PLAZA: OK. Well, this scene in the film is one of the reasons why I wanted to do this movie because it's such a great scene. It's so nuanced. There's so many left turns that you don't expect, you know? And it's kind of in the middle of the film, and it's a real turning point for her character because she's confronted by this businesswoman, this boss. She can see herself in this woman, and she can see that this woman has played the game and made it up the corporate ladder and has found herself in a powerful position. And I think it's just - for me, it's cathartic to watch someone actually ask the questions and air out their frustrations that we all have about how insane it is that so many people coming out of college are just so overqualified and so underpaid, and it's just so hard to navigate this economy and this broken system that we have found ourselves in.
ESTRIN: I mean, it seems like there's a message that can appeal to a young generation today - people in their 20s after college trying to get a job in the thing that they studied and the thing that they love, but they're saddled with student debt. Do you have friends who have faced that? Is that something that resonates with you?
PLAZA: Yes, absolutely. I mean, the writer/director, John Patton Ford, I mean, he's writing from his own personal experience. And yeah, I mean, I went to film school. So, you know, so many of my friends are in that position. And yeah, I mean, it's an entire generation - young people that are in that position.
ESTRIN: Yeah. You know, a lot of the characters you portray - tell me if I'm right - are grounded in this kind of subdued rage across a lot of the film and TV that you've done. Sometimes there's comedy there. Sometimes there's not, like in this film. Most of the time, there is comedy. Where does that come from you?
PLAZA: Subdued rage - you know, that's something that I'm going to talk to my therapist about in an hour. I'm going to write that down.
ESTRIN: Good. Good.
PLAZA: I think definitely there are times when my characters have subdued rage, for sure. I wonder if it's a different feeling that's being subdued - something is being subdued. I don't know. I think I am drawn to characters that have a real high-stakes need and want in the film. And I think most of the stories that I end up finding myself in, it's about a character trying to get their power back. And I think, you know, for me to access that feeling and that drive and be able to kind of try out, you know, how a character would attempt to do that, I think that it does - yeah, you need to have an underlying rage or whatever you want to call it.

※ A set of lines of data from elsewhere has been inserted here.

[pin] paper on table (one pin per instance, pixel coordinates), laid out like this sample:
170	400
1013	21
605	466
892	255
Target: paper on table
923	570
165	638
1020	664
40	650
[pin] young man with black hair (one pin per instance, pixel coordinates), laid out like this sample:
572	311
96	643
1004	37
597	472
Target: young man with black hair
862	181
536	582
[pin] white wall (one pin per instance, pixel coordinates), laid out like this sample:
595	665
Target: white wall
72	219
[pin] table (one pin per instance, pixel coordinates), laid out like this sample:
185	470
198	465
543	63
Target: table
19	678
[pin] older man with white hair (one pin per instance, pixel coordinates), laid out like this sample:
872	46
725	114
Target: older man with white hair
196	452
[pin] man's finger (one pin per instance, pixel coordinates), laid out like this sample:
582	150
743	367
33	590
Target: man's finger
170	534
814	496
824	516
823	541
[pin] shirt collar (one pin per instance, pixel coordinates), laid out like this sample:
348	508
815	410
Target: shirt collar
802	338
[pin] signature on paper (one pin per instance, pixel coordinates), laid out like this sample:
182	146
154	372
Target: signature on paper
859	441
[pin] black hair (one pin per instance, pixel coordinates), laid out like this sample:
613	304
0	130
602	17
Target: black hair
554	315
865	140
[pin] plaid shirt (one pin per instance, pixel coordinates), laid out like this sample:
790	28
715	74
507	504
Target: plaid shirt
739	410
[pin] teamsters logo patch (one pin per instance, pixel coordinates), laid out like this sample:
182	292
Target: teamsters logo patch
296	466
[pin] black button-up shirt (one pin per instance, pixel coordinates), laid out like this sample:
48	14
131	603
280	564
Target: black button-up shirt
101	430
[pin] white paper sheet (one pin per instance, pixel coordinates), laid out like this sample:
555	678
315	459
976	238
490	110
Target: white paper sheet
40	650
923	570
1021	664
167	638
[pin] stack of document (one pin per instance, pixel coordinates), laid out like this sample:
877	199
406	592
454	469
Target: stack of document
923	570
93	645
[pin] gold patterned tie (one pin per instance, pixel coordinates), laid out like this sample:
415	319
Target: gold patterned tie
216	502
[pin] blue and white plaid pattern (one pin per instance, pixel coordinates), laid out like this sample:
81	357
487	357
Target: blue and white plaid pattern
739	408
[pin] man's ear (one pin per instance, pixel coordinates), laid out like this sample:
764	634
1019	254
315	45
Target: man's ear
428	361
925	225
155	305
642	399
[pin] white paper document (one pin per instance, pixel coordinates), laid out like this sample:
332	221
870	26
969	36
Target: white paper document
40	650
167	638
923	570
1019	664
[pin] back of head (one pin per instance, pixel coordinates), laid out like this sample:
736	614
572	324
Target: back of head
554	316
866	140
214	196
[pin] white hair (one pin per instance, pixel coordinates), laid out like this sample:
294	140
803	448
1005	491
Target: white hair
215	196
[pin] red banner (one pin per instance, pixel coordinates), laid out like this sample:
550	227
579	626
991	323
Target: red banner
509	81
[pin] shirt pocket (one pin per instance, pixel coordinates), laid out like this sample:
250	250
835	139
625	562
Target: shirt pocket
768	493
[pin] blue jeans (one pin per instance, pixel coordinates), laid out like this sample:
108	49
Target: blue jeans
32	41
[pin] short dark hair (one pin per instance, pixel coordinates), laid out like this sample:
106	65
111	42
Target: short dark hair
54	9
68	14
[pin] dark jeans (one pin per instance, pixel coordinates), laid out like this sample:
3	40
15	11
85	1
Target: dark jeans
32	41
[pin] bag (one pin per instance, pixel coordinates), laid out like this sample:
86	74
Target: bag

ESTRIN: Maybe it's more like self-indignation or just that feeling of unfairness in the world.
PLAZA: Yeah. I mean, I don't know. I feel misunderstood. I really relate to that feeling. And I think a lot of the characters that I play are misunderstood, and they want to be loved or they want to be understood or they want to not have people walk all over them. I relate to that.
ESTRIN: A lot of high-stakes scenes we see in this movie involving you, your character, Emily, going into stores with a fake credit card or a credit card with a stolen number, trying to buy a TV. Maybe it'll work. Maybe it won't. While I'm on the line of probing questions, have you ever stolen anything?
PLAZA: No, I don't think so - not on purpose. I have too much Catholic guilt, and I grew up, you know, with the wrath of God kind of floating around in my psyche, so no.
ESTRIN: Actor and producer Aubrey Plaza - her new film, "Emily The Criminal," is in theaters now. Thanks for being here.